One of the key areas where AI is proving beneficial is in the development of predictive models for clinical outcomes. For example, AI can analyze large datasets from patients with peritonitis, incorporating factors such as: patient demographics, comorbidities, laboratory data, imaging studies to predict mortality or morbidity risk and postoperative complications. This can aid in timely decision-making, helping physicians identify high-risk patients who may require intensive care or more aggressive treatment strategies. Predictive algorithms like the Mannheim Peritonitis Index have already shown effectiveness, as I described above in this article, but AI-enhanced models could further refine their accuracy by using machine learning techniques to continuously update and improve predictions based on new data.

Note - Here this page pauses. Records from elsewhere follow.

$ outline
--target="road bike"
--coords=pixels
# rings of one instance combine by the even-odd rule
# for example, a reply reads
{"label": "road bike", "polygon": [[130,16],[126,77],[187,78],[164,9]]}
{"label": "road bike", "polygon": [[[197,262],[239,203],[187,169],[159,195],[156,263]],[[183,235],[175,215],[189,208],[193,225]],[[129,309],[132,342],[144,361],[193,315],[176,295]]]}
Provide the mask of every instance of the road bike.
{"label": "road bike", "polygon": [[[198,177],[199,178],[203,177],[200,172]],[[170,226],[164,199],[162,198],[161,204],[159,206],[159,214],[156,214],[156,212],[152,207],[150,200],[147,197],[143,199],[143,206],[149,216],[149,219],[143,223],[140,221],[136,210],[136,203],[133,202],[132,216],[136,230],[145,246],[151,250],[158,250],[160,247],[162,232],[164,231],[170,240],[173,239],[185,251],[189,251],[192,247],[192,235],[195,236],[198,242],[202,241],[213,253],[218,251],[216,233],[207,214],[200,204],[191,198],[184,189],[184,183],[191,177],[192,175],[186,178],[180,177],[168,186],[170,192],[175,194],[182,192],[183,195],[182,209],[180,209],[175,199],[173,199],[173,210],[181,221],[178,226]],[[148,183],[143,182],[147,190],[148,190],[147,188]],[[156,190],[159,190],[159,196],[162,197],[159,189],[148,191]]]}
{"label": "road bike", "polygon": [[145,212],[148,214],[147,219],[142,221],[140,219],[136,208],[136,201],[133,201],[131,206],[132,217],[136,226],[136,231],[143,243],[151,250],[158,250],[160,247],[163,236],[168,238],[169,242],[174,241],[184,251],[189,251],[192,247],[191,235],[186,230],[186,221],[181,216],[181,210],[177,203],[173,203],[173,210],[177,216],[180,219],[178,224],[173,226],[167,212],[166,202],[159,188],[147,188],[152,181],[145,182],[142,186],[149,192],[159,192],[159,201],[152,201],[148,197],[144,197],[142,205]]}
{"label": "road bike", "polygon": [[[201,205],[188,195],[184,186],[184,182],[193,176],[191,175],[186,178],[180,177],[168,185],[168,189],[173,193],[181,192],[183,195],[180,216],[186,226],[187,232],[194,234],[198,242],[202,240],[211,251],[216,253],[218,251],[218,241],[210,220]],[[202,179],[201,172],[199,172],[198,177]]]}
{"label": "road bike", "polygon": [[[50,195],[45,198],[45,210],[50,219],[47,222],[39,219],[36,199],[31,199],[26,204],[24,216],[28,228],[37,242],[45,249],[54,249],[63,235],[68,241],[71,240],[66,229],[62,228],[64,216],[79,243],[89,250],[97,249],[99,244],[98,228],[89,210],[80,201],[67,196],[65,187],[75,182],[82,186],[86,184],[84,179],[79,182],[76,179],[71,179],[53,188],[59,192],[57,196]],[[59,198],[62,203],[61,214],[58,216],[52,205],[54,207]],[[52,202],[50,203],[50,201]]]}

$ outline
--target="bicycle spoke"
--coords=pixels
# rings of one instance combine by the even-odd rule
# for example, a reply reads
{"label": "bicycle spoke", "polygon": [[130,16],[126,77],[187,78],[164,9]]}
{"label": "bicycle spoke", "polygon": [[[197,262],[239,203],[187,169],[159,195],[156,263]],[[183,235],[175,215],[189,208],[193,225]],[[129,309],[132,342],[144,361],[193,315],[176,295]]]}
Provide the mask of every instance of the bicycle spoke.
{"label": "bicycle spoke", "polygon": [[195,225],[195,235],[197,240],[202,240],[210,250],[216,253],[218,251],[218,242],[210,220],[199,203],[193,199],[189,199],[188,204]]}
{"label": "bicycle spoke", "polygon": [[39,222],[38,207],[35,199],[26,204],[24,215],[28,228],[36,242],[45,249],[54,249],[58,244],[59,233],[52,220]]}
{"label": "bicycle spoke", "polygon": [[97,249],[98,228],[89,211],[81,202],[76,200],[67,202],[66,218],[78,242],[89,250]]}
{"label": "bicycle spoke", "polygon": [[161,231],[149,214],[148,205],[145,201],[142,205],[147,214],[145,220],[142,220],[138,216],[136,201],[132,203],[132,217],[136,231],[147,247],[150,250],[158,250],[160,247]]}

AI-driven image analysis is another promising area. AI algorithms can be trained to detect subtle patterns in these images, this could reduce the time taken to identify peritoneal inflammation, bowel perforations, or abscesses, allowing for quicker intervention and better patient outcomes [44].
Furthermore, AI can assist in the optimization of treatment plans. By analyzing data from numerous cases, AI can help tailor antibiotic therapy, predict patient responses. This can enhance the precision of treatment and potentially reduce the length of hospital stays and healthcare costs.
Ching Cheng in his study from 2023 applied Artificial Intelligence of LINE Chatbot with the aim of improving the self-care of patients who perform peritoneal dialysis. With the help of artificial intelligence, peritonitis proportion reduced from 0.93 to 0.8/100 patient month [45].
Another study from 2023 describes the usefulness of artificial intelligence in acute appendicitis, including in late cases when acute peritonitis associated with appendicitis occurs. The authors conclude that AI algorithms show great potential in diagnosing and predicting acute appendicitis (AA), frequently outperforming traditional methods and clinical scoring systems like the Alvarado score in both speed and accuracy [46].
Despite these advancements, challenges remain. The integration of AI into clinical practice requires robust datasets, regulatory approvals, and collaboration between AI developers and healthcare providers. Ethical concerns regarding data privacy and the potential for AI to replace human judgment also need to be carefully managed.

5. Conclusions

There is a large amount of data on prognostic factors, making it difficult to systematize. Especially age, severe sepsis, cancer, preoperative organ failure, chronic kidney disease, cardiovascular conditions and diabetes mellitus have been identified as factors that increase morbidity and mortality in secondary generalized peritonitis. Various scores have been developed over time to assess prognosis, with one of the most accessible being the Mannheim Peritonitis Index. However, the available evidence could serve as a database for artificial intelligence, which promises to significantly aid us in the near future.